By Cauchy-Schwarz \begin{align*} &\sum_{cyc}\frac{1}{\sqrt{1+x}}\le \sqrt{\sum_{cyc}{\frac{x+1+\sqrt{2}}{x+1}}\sum_{cyc}{\frac{1}{x+1+\sqrt{2}}}}\le 1+\sqrt{2}\\&\Leftrightarrow \sum_{\mathrm{cyc}}{\left(\begin{array}{c} 4x^3y^2z+\left( \dfrac{2\sqrt{2}}{3}+3 \right) x^2y^2z^2+\\ (x+y-z)^2\left( \left( \sqrt{2}+2 \right) x^2z^2+\left( \sqrt{2}+1 \right) y^2z^2 \right) +\left( 4\sqrt{2}+6 \right) xy^4z \end{array} \right)}\\&+4\left( 5\sqrt{2}+6 \right) xyz(xy+xz+yz)^{3/2}\ge 0 \end{align*} We end proof here.

Answer 4

Source? I remember it belongs Tran Nk Trang. Here is just a sketch of author's idea.

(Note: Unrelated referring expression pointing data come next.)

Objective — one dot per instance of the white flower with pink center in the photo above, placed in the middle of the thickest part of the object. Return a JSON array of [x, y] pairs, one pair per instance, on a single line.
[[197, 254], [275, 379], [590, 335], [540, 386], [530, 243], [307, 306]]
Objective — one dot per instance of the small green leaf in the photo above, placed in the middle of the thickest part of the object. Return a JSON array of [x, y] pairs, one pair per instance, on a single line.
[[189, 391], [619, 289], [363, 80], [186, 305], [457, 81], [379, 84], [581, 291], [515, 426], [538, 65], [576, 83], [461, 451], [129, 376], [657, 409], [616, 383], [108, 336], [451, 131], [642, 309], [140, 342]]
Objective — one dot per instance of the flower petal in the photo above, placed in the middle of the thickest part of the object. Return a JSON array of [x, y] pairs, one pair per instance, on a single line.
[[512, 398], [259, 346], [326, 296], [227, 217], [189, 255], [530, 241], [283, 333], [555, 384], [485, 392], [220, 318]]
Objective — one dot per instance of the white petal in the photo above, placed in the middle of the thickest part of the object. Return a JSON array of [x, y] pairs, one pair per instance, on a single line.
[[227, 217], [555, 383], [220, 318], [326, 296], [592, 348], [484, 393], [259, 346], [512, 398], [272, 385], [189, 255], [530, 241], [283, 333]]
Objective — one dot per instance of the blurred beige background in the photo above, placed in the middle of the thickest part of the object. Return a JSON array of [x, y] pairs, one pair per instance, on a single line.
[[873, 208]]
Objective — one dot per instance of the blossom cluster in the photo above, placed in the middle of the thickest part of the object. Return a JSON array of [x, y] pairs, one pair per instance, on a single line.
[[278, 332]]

• Firstly, we prove the following lemma.

If $x,y,z\ge 0$ such that $x^2+y^2+z^2\le 2$ and $$x^2y^2+y^2z^2+z^2x^2+(2+2\sqrt{2})x^2y^2z^2\le \dfrac{7+2\sqrt{2}}{4}$$then $x+y+z\le 1+\sqrt{2}.$

• Apply the lemma by setting $x=\dfrac{1}{\sqrt{a+1}};y=\dfrac{1}{\sqrt{b+1}};z=\dfrac{1}{\sqrt{c+1}}.$

We will prove two inequalities $$\frac{1}{a+1}+\frac{1}{b+1}+\frac{1}{c+1}\le 2. \tag{1}$$ $$a+b+c+5+2\sqrt{2}\le \frac{7+2\sqrt{2}}{4}(a+1)(b+1)(c+1). \tag{2}$$ Can you end it now?